Sarah & Duck is a British animated children's television series created by Sarah Gomes Harris and Tim O'Sullivan, and produced by Karrot Animation for the British Broadcasting Corporation (BBC). Though designed as a story-driven animation primarily targeted at 4- to 6-year-old children since premiering at the MIPCOM trade show in 2012, the series now has somewhat of an adult following.

Sarah & Duck was first broadcast on the UK channel CBeebies on 18 February 2013. A total of 120 episodes have been commissioned, with 40 each for Series 1, 2, and 3. The 3rd series started in October 2016.

Premise 
The series follows Sarah, a very kind and polite seven-year-old girl with big eyes, rosy cheeks and a green hat, and her best friend Duck, a mallard. The central theme is the relationship between these two characters and the adventures they have together. CBeebies states that the show has two learning themes: 'Friendship and imagination' and 'Problem Solving'.

Episodes

Cast and characters

Main

Others 
 John is Sarah's Japanese friend voiced by Luca Pilkington Massey.
 Flamingo is John's pet voiced by Tim O'Sullivan.
 The Shallots are planted by Sarah & Duck in the first episode. There are three similar-sized and one tiny one. The three repeat the same phrase when spoken to while the tiny one says a variation thereof.
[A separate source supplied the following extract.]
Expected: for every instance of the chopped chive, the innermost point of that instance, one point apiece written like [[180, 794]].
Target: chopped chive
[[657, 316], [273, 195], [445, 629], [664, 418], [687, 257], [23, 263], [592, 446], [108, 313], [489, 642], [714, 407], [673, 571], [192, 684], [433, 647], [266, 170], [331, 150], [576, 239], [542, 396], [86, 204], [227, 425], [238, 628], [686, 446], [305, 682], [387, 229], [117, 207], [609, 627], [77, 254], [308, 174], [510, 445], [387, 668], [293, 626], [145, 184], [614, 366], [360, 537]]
They live in Sarah's front garden by the door, and are voiced by Tim O'Sullivan and Tony Clarke.
 Rainbow makes friends with Sarah & Duck after a rain shower. He is very tickly, and voiced by David Carling.
 Moon first meets Sarah & Duck at the Big Shop when he is heading to work at night. He is voiced by Pete Gallagher.
 Venus is a good friend of Moon and normally Sarah only sees her at night.
 Mars, a bruff Sergeant Major type character, joins Moon & Venus from time to time.
 Hat Lady (or Hattie) is Scarf Lady's old sporting rival and runs the local hat museum. Like her arch-nemesis Scarf Lady, she is voiced by Lesley Nicol.
 Umbrella is scared of the rain and voiced by Jamie Oram.
 Bug is a large ladybird that lives in Sarah & Duck's house plant and collects buttons.
 The Cloud Captain is a French engineer who operates the weather system from Sarah's local park, voiced by Derek Griffiths.
 The Ribbon Sisters are Sarah & Duck's quiet next-door neighbours wearing differently-coloured large sunglasses. They like to play with ribbons and are voiced by Kiki Brooks.
 Scooter Boy has a scooter and wears a helmet. He has been seen riding his scooter only once, and walks it everywhere he goes. He is voiced by Dylan Issberner.
 Plate Girl carries a plate with her at most times and is voiced by Yaeli Miller.
 Cake helps bake and is voiced by Andy Nyman.
 Bread Man runs the local bakery, which Sarah and especially Duck like to visit.
 Tortoise is slow and easily scared. His shell has windows so that he can look out. He doesn't speak.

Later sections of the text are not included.